Electricity Theft Detection in the Presence of Prosumers Using a Cluster-based Multi-feature Detection Model
Data driven approaches have been widely employed in recent years to detect electricity thefts. Although many techniques have been proposed in the literature, they mainly focus on electricity thefts by consumers of power from the grid. Existing studies do not consider electricity thefts by prosumers, who act as both supplier and consumer in the energy system. This is of great importance as inaccurate reports of prosumers' behaviours can disturb power system operation. Here, the paper examines the role prosumers may play in subverting the energy system and propose a novel means of detecting such malfeasance.

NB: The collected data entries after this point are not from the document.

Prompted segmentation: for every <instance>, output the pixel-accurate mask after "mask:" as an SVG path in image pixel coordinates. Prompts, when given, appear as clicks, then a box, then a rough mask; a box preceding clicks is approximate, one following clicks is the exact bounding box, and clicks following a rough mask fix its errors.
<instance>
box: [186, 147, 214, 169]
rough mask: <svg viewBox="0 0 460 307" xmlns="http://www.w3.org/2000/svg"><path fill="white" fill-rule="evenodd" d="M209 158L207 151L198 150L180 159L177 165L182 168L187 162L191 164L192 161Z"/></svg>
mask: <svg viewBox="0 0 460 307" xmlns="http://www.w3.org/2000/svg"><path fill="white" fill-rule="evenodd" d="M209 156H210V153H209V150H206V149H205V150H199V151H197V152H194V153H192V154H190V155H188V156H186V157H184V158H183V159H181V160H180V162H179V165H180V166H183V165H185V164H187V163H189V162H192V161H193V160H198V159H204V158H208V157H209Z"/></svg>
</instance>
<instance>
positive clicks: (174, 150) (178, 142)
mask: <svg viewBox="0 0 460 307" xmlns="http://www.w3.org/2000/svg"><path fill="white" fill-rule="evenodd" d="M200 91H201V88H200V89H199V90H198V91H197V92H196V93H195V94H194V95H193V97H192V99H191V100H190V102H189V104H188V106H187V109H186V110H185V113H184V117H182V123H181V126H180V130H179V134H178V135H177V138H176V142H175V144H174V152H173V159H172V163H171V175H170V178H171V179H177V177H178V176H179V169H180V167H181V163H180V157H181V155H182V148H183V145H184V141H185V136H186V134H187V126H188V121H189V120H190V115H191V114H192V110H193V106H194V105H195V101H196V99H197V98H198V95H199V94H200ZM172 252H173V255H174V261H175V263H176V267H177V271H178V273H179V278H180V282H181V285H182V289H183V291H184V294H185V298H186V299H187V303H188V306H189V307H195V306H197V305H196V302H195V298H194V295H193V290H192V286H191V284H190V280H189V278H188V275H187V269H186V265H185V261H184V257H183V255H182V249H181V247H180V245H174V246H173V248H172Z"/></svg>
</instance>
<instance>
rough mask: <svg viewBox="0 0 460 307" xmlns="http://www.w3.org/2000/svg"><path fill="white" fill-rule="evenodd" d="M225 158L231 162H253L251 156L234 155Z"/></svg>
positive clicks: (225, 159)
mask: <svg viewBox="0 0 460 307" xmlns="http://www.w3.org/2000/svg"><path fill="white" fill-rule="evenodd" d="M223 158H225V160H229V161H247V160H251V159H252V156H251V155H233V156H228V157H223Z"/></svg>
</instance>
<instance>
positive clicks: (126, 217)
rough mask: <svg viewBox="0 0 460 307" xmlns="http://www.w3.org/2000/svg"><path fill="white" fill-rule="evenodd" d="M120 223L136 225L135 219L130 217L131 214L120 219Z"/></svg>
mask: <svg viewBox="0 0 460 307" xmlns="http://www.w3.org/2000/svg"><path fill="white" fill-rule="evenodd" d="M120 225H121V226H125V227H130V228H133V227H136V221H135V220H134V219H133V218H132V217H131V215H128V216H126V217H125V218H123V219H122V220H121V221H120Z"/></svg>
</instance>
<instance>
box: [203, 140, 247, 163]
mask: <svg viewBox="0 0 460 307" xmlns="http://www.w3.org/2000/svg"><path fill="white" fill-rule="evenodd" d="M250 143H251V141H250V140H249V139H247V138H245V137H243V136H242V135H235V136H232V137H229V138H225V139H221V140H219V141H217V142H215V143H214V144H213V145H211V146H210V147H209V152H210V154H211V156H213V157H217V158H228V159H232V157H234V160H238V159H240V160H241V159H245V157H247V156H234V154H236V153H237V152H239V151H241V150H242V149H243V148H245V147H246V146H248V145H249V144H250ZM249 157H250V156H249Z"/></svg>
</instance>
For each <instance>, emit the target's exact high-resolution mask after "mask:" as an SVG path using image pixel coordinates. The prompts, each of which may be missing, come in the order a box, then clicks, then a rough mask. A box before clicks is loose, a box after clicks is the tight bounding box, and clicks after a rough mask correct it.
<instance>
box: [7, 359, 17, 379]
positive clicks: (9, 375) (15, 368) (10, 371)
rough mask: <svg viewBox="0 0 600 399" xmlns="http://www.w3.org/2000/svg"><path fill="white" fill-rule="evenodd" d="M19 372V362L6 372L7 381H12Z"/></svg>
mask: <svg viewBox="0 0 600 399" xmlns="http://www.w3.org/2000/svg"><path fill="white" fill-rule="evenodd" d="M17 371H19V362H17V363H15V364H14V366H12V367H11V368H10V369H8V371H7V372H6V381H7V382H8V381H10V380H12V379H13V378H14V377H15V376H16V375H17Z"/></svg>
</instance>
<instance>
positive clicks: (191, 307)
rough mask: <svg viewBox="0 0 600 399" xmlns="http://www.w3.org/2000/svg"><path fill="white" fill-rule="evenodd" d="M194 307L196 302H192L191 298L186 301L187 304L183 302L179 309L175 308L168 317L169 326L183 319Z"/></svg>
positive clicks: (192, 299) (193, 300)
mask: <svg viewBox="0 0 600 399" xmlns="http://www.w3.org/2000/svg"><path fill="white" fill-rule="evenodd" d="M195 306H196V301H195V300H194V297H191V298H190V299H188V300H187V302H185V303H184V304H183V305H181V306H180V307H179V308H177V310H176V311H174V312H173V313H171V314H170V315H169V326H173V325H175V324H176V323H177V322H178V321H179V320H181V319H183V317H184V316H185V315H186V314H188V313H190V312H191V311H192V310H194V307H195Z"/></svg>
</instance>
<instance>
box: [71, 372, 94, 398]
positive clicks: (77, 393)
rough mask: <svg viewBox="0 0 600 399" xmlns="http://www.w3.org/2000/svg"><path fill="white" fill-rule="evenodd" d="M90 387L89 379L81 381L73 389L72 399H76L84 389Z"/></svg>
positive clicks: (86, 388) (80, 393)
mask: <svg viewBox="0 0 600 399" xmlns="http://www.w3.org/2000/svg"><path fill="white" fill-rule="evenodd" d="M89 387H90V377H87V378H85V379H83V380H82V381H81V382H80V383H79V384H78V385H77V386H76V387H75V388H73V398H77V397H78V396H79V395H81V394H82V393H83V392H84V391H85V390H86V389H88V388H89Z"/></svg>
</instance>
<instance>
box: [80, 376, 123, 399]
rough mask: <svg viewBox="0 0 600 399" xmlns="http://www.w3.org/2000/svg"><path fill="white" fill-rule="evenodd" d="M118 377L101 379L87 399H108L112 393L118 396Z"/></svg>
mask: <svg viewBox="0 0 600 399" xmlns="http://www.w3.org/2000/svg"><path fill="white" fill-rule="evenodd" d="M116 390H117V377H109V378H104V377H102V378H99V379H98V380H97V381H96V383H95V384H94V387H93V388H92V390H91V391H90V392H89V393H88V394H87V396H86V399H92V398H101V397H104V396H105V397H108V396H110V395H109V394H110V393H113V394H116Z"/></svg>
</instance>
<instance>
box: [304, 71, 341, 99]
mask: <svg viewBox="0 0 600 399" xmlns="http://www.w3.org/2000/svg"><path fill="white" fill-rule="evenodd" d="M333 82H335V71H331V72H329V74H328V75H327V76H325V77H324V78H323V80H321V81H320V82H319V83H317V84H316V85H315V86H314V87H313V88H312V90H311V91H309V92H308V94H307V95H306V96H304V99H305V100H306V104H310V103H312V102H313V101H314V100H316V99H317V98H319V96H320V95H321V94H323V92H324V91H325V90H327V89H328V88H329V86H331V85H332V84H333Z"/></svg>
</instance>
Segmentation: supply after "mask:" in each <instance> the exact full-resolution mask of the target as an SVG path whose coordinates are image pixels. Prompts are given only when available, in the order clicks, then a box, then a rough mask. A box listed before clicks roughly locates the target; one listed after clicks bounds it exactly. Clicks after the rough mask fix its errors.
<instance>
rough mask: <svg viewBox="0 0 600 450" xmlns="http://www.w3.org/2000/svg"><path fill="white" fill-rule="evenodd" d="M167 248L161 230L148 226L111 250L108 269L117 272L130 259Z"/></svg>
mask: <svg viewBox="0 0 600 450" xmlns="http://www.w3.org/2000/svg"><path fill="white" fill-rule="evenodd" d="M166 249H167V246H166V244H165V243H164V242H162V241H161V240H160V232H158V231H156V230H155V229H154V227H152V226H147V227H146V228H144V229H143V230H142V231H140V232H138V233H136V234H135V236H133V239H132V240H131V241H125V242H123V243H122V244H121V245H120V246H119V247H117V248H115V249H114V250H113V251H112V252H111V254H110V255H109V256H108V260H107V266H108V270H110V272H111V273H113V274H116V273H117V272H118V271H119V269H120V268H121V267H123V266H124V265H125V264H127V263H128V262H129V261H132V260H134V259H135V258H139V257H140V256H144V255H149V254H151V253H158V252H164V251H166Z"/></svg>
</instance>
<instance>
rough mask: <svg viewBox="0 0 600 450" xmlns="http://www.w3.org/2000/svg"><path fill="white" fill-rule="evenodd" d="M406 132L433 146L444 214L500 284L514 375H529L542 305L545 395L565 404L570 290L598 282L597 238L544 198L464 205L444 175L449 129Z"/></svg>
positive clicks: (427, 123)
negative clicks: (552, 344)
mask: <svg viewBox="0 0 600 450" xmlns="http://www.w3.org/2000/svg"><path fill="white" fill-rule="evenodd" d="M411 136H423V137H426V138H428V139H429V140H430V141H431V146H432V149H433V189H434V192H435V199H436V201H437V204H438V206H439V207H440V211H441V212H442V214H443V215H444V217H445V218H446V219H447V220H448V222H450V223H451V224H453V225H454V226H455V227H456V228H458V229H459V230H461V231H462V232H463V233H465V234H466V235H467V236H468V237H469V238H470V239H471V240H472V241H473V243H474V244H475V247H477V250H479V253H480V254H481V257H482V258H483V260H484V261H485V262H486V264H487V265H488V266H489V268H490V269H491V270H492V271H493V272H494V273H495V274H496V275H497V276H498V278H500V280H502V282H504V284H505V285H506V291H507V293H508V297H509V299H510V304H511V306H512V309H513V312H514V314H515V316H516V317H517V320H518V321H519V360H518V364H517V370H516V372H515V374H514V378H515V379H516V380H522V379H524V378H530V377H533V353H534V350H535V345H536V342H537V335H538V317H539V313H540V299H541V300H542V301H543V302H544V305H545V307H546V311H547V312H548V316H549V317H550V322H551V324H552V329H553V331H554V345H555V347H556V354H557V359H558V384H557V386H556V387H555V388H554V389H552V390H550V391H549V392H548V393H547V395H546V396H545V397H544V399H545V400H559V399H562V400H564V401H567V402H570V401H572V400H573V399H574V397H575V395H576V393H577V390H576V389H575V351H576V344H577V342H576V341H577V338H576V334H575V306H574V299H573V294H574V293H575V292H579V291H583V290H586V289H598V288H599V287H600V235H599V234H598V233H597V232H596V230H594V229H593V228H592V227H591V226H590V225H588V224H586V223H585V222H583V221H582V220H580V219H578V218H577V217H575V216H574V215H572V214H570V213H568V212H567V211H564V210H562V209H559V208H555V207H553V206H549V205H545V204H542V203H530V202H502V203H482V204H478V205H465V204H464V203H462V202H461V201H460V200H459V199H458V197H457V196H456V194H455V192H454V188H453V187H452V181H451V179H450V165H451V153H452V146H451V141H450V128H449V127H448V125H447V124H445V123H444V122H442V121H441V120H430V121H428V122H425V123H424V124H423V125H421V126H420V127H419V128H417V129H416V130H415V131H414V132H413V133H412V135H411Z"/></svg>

Specifically, this work introduces a new electricity theft attack scenarios called balance attacks, where an attacker concurrently modifies his readings along with neighbouring meters in an attempt to balance the total aggregated reading. Such attacks can be difficult to detect by existing solutions that reach detection decisions based on aggregated readings. A novel electricity theft detector is proposed that can detect thefts in the presence of prosumers. Current approaches use either a single model for all users across the system or else a model for each user. Here, a half-way house approach is adopted where a cluster-based detection model is used. In each cluster, the power time series for a user is decomposed into trend, cyclical and residual components. Residual data, along with different features from multiple data sources, are fed in an ML classification algorithm to detect anomalous readings. Simulations have been conducted using a newly generated dataset and results have shown that the proposed model can detect electricity theft with high detection and low error rates. The results also shows that the proposed model can detect thefts with great accuracy from new users.